Russia Currency Guide: The Rise of the Russian Ruble
Spanning parts of Asia and Europe, Russia is larger in land size than any country in the world. Once an economically troubled communist state and member of the Soviet Union, Russia is now one of the world’s biggest economies. Privatization has spurred a phenomenal growth and made Russia one of the star emerging economies. It’s no coincidence that its capital, Moscow is associated with extravagant spending. More billionaires reside there than other city in the world. One of the outstanding results of Russia’s fast growth, has been the rising popularity of its monetary unit, the ruble, among those who trade currency.
Created sometime in the middle ages, the ruble or rouble has been redonominated many times, most recently being revalued in 1998. Some ruble coins were originally made from pure gold. During the 18th century, coins such as the half a kopek as well as the single kopek were copper. Other coins ranging in value from between five and fifty kopeks were once silver. New methods of creating Russian coins are in use today, however and Russian coins are now made of a blend of different metals. The Russian ruble breaks down into exactly 100 kopeks. Kopeks exist in denominations of one, five, fifty and ten.
Of course, since the last redenomination of the ruble in 1998 during which a new ruble valued at 1,000 old rubles was released, the Russian economy has changed exponentially. Today, Russia has a massive and prosperous petroleum industry. They produce more oil than any other county in the world subsequently, but the ruble is also heavily associated with an assortment of other high quality commodities such as precious metals.
Using futures as a conduit, the ruble is currently being traded with more frequency than the also popular Brazilian real. As Russia’s banks become less interventionist regarding fluctuations in the ruble, the volatility is attracting skilled FOREX traders who know how to financially benefit from these wide swings.
Leading portfolio managers predict that there will be greater trading volume in the ruble by the end of 2012 due to more relaxed policies from Russia’s central bank towards foreign investors.

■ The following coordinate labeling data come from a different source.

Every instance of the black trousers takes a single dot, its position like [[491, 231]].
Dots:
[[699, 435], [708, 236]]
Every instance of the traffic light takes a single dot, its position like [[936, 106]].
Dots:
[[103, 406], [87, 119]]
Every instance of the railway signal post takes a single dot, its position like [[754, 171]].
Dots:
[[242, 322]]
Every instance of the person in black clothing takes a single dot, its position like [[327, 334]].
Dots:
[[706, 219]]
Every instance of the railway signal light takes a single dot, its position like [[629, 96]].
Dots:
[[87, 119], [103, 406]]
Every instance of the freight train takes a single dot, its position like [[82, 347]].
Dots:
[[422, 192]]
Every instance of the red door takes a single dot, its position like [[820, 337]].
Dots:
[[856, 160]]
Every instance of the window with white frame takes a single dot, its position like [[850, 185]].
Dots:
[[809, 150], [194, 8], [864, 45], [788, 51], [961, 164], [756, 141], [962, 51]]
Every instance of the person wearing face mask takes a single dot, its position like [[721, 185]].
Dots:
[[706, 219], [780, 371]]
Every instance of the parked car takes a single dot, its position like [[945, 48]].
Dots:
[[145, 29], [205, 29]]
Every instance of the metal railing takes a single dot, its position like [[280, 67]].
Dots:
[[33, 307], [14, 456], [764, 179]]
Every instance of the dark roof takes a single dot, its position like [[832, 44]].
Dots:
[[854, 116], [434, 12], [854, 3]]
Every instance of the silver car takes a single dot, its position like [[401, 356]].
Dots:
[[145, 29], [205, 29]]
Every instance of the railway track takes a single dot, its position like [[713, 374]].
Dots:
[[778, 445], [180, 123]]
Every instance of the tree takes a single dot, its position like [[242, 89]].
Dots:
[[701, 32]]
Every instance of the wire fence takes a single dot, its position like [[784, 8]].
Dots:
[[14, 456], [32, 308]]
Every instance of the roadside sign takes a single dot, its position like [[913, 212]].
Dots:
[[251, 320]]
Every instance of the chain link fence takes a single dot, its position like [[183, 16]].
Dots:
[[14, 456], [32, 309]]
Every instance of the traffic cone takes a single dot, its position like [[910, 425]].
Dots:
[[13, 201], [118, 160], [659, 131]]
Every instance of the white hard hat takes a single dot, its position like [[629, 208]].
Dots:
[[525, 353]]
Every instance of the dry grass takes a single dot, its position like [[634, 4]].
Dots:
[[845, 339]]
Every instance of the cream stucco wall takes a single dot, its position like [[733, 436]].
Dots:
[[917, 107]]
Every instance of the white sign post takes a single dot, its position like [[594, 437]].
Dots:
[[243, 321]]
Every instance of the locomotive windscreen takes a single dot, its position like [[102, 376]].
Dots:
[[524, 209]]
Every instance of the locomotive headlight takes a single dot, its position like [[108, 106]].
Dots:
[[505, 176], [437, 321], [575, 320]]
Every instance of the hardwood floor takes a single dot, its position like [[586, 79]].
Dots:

Now a member of the World Trade organization, Russia is drawing more foreign investment and many economists say its economically stronger than many members of the European Union. The Russian government has very ambitious goals and according to a recent article in the Chinese business news publication Xinhuanet, forecasts that in the next two to thee years, the Russian economy will be one of the top five in the world. Better yet, its ample energy reserves and the world’s rising demand for them almost ensure that the ruble will continue to perform well for those who trade foreign currency.